O que Peres fez foi voltar milhares de anos para entender como era a configuração genética do tomate em sua forma selvagem, que parecia uma erva daninha.
Em vez de ajustar uma variedade domesticada de tomate, eles voltaram à estaca zero e usaram o Crispr para eliminar um punhado de genes de uma vez. O desafio era recuperar as características dos ancestrais que pudessem servir para os alimentos do futuro. "Ficamos 20 anos trabalhando nisso. A razão do insucesso é uma questão numérica: essas resistências surgiram há milhares de anos. Às vezes, milhões", explica.
A manipulação começou com o tomate Solanum pimpinellifolium, que é mais resistente, mas produz frutos do tamanho de uma ervilha. Ele passou por um plantio direto (sem arar) e foi melhorado com edição genética, num processo que durou menos de dois anos.

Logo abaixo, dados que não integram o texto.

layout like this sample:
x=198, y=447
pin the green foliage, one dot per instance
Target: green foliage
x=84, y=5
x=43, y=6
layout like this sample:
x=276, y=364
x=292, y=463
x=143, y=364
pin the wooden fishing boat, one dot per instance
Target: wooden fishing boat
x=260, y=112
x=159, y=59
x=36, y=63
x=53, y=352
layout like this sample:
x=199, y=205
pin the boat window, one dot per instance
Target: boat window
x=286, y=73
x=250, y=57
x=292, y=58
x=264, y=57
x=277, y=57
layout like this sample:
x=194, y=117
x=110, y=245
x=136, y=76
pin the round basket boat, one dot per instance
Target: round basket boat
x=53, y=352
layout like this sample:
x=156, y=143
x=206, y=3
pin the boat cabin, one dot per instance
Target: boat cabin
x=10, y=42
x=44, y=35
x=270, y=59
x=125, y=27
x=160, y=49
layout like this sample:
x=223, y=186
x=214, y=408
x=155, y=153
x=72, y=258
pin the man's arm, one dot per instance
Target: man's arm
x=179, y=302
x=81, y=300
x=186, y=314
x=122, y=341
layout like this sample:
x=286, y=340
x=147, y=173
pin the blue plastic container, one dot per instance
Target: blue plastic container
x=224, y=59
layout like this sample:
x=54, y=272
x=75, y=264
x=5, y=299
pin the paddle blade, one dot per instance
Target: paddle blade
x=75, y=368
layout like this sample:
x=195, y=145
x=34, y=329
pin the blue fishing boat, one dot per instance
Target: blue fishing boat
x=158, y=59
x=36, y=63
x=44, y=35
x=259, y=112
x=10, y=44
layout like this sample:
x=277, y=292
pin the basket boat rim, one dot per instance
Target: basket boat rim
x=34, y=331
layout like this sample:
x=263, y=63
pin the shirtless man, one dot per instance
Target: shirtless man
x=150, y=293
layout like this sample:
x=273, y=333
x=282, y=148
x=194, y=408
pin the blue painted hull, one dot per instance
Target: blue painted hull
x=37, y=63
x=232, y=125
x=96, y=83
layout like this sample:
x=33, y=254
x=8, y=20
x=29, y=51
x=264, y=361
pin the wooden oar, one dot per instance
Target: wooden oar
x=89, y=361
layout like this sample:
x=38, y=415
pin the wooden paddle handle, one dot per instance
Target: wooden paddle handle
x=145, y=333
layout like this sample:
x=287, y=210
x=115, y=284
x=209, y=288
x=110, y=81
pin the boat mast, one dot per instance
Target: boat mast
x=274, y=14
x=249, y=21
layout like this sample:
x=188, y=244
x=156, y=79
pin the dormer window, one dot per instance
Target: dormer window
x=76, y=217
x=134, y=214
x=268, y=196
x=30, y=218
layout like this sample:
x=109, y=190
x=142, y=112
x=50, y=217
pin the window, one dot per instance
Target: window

Com o Crispr, a equipe pegou um trecho do DNA e modificou parte da sequência com precisão para colocar a espécie próxima de um tomateiro comercializável, com frutos maiores, mais numerosos e mais nutritivos. Foi como comprimir todo o tempo de evolução, que levou milhares de anos até chegar ao resultado que conhecemos, em poucos meses e controlando os caminhos genéticos tomados.
Assim como as espécies originais do Atacama e de Galápagos, o tomate do futuro é pequeno, mas enfim naturalmente resistente à salinidade e à seca, ou seja, sem precisar de agrotóxicos. Também possui cinco vezes mais licopeno, substância carotenóide que dá a cor avermelhada ao tomate e outras frutas, como melancia e goiaba. "É a coisa mais valiosa do tomate", explica Peres.
"O poder desta técnica é que podemos editar o DNA de uma maneira bastante precisa, escolhendo o lugar do genoma onde queremos que o DNA seja cortado e mutado", explicou a Tilt o professor de genética bioquímica Vagner Augusto Benedito, da West Virginia University (EUA).
"Se fosse um livro, em vez de você inserir uma página nova [como acontece nos transgênicos], você só edita uma letra ou palavra", exemplificou Martín Bonamino, pesquisador do grupo de imunologia tumoral do INCA (Instituto Nacional do Câncer) e especialista em Crispr da Fiocruz, no podcast Deu Tilt.
No Brasil, os principais colaboradores de Peres foram o professor Luciano Freschi, do Instituto de Biociências da USP, e o argentino Agustin Zsögön, seu ex-aluno e hoje professor na Universidade Federal de Viçosa (MG). O texto tem a assinatura também do pesquisador alemão Jöerg Kudla, da Universidade de Münster, e do norte-americano Daniel Voytas, da Universidade de Minnesota.